With a building completed, including a show apartment, and financing in place for 220 units, Avestus bets on high-end residential potential

Michael Stein 27.12.2010

Modřanský Háj foto: Česká pozice

Modřanský Háj

In the wake of the economic downturn, a segment of residential developers in the Czech Republic are pursuing projects with a much narrower focus than was common during the boom years. Aiming for higher-quality and higher-priced developments that target a smaller yet more discerning group of prospective buyers, they are counting on this approach paying dividends as the market picks up.

Avestus Real Estate’s project Modřanský Háj in Prague 4 is an ongoing development that exemplifies this strategy. The three-phase project is located on 11 hectares and will comprise a total of 600 units. The first phase has been underway since 2009, and one building has been completed.

Avestus Real Estate country manager Stephen Haigh says the higher end of the Czech market is still moving slowly. “There is a lot of action at the bottom of the market with cheap product — where there is not a lot of attention to design aspects, and the real feel of how to live in an apartment is not being thought through properly,” Haigh said in an interview. “These are still selling. They’re selling on price, so if you look at product selling between Kč 40,000 per sqm up to Kč 52,000 per sqm, people are still buying.”

‘Before the crisis we could convert a sale in 2–3 weeks, now its 6–8 weeks before they’ll actually commit to anything.’

For Haigh, there is no question of competition with this end of the market as the buyers are totally different — and with more discerning buyers, developers are also required to do a lot more.

“The customer is in the driving seat now. Now, they’re taking the time to do a thorough due diligence,” he said. “Before the crisis we could convert a sale in two to three weeks, now its six to eight weeks before they’ll actually commit to anything.”

Customer service is another important factor in reaching and convincing today’s higher-end purchasers, for which Avestus has opened a city center office to provide customers with an assortment of information on interior fittings and other apartment features. Online information, such as updated completion dates, is crucial as well, and Haigh indicates that there has been a doubling of web traffic to the site since the end of the summer.

This market-wide emphasis on customer service has forced a change, Haigh says, in particular among domestic developers. “My Czech competitors, when I first arrived here, had no customer service to speak of. It has improved over the last couple years, but it’s still not up to standard and needs to get better,” he said.

Based on his experience in the UK, Haigh considers it essential that potential buyers can see what they’re getting, which is why there was a priority on having a show apartment ready on site as soon as possible. This holds true for the company’s other future residential projects, the first of which should start in 2011, depending on the market situation.

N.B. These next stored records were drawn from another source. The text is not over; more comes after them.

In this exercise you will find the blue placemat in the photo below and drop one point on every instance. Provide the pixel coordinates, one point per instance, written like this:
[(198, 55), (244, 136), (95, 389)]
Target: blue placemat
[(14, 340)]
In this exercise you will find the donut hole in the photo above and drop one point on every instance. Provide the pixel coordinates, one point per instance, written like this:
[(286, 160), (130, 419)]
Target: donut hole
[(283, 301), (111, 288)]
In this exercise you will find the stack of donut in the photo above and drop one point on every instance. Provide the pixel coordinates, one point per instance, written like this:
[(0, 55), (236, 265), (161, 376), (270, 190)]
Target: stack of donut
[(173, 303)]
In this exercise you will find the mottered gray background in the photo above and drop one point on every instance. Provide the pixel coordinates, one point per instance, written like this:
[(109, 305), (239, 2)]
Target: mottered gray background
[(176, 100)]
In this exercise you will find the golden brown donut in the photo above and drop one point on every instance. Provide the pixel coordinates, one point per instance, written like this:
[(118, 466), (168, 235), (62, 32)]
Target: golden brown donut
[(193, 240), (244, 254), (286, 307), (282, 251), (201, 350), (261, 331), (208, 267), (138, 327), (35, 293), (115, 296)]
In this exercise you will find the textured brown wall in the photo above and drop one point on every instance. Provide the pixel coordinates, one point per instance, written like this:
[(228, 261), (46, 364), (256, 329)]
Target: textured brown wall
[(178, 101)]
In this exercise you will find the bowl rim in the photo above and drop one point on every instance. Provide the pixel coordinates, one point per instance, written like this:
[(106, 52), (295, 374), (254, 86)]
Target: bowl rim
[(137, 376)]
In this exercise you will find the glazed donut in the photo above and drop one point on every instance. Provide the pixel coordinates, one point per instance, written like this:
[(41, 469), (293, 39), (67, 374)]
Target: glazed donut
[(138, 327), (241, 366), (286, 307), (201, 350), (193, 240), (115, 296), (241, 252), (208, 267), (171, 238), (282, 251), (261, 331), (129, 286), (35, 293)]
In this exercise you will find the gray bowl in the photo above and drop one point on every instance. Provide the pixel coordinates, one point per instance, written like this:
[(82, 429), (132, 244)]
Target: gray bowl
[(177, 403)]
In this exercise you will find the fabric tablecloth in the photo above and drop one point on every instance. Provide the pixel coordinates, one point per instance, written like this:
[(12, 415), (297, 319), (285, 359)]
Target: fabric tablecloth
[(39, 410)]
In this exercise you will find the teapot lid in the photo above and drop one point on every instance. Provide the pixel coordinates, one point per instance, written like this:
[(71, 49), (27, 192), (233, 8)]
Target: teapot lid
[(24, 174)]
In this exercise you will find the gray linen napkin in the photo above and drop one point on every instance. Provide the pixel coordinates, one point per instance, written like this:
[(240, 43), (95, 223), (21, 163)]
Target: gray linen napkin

Located on a site 18 kilometers to the east from the center of Prague, Avestus hopes to have the planning permit before January 2011 and the building permit a few months later, so that construction can start in the spring.

The necessity to start building and have a visible product has created a financial dilemma for some developers “You can’t build to show something because you can’t get the pre-sales; you can’t get the financing, therefore, buyers won’t buy it.” In Avestus’ case, a good working relationship with its bank has allowed for the negotiation of preferable terms for the project’s first phases.

“Because, obviously, for the first phases it’s necessary to show the customer what they’re getting, and create a presence to show them how the product is going to look. The bank realizes this. They realize they need to be a little more flexible and allow you to get going before the more stringent conditions come in a little later. We’ve got a loan signed for about 220 units of the overall project,” Haigh said.